Terza partita consecutiva senza subire reti. “Oggi è stata una partita ‘a senso unico’, con loro che sono venuti per difendersi e ripartire – spiega il mister -. Noi non gli abbiamo concesso mai niente, quindi complimenti ai nostri difensori, alla fase difensiva soprattutto sulle marcature preventive. La base è sempre quella: non devi prendere gol, perché il gol prima o dopo lo si fa; oggi siamo un po’ mancati nella giocata di qualità negli ultimi sedici metri”.

“La società sa quello che deve fare. Sono chiaro con tutti, non nascondo niente. Parliamo continuamente con il direttore, ci siamo confrontati tanto e abbiamo le idee abbastanza chiare” conclude Boscaglia, in riferimento al mercato.

Il presidente Antonio Gozzi afferma: “La Serie C spesso è così: giochi in casa con squadre che si chiudono e devi essere bravo a sbloccarla, perché se non la sblocchi rischi non solo di pareggiare, ma rischi di perdere. Nel Gozzano ci sono giovani bravi e veloci, quindi partita complicata. Bisognava essere bravi a sbloccarla, non ce l’abbiamo fatta nonostante i ragazzi ce l’abbiano messa tutta, quindi è andata così: ci teniamo il pari e andiamo avanti”.

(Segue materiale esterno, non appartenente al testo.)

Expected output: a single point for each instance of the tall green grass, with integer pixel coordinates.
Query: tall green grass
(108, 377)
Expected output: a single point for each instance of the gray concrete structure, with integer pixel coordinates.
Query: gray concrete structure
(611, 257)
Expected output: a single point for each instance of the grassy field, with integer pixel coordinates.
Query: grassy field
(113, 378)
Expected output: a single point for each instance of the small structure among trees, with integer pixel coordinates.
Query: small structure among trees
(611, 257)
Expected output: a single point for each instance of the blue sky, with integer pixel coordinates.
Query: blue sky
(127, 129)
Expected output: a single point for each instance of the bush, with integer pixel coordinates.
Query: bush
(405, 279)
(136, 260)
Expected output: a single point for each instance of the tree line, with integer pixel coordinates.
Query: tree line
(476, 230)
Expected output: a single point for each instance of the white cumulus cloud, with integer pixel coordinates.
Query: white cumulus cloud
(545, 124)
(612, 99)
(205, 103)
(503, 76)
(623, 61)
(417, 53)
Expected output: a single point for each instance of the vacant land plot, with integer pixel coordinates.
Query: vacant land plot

“Naturalmente tenendo conto della nostra situazione bilancistica che non è rosea – spiega riguardo al mercato -, credo che un intervento sul mercato lo faremo perché dobbiamo fare tutto il possibile per giocarcela fino all’ultimo secondo. Bisogna pensare al futuro, guardare avanti, essere concentrati su come portare in fondo questo campionato di Serie C così difficile per i recuperi, perché non dobbiamo dimenticare che questi ragazzi giocano ogni tre giorni e la fatica si è sentita anche oggi su molti dei nostri giocatori; era inevitabile che fosse così però devo dire che riuscire ad avere 30 punti avendo cominciato a giocare a metà novembre mi sembra un risultato di tutto rilievo, di cui va dato atto ai ragazzi e al mister, che è riuscito a condurli e a gestirli con grande intelligenza ed equilibrio”.

“Il primo dovere della squadra è giocare bene, entusiasmare e dare spettacolo, poi i tifosi ci devono mettere la loro perché in molte occasioni chi non è venuto ha avuto torto, perché questa è un’Entella che certamente gioca bene. Dobbiamo considerare lo stress di due mesi giocati a velocità supersonica con tre partite alla settimana. Purtroppo sarà così fino a marzo. Dobbiamo essere bravi ad utilizzare bene questi nove/dieci giorni per ricaricare le pile e partire più forte di prima” conclude Gozzi.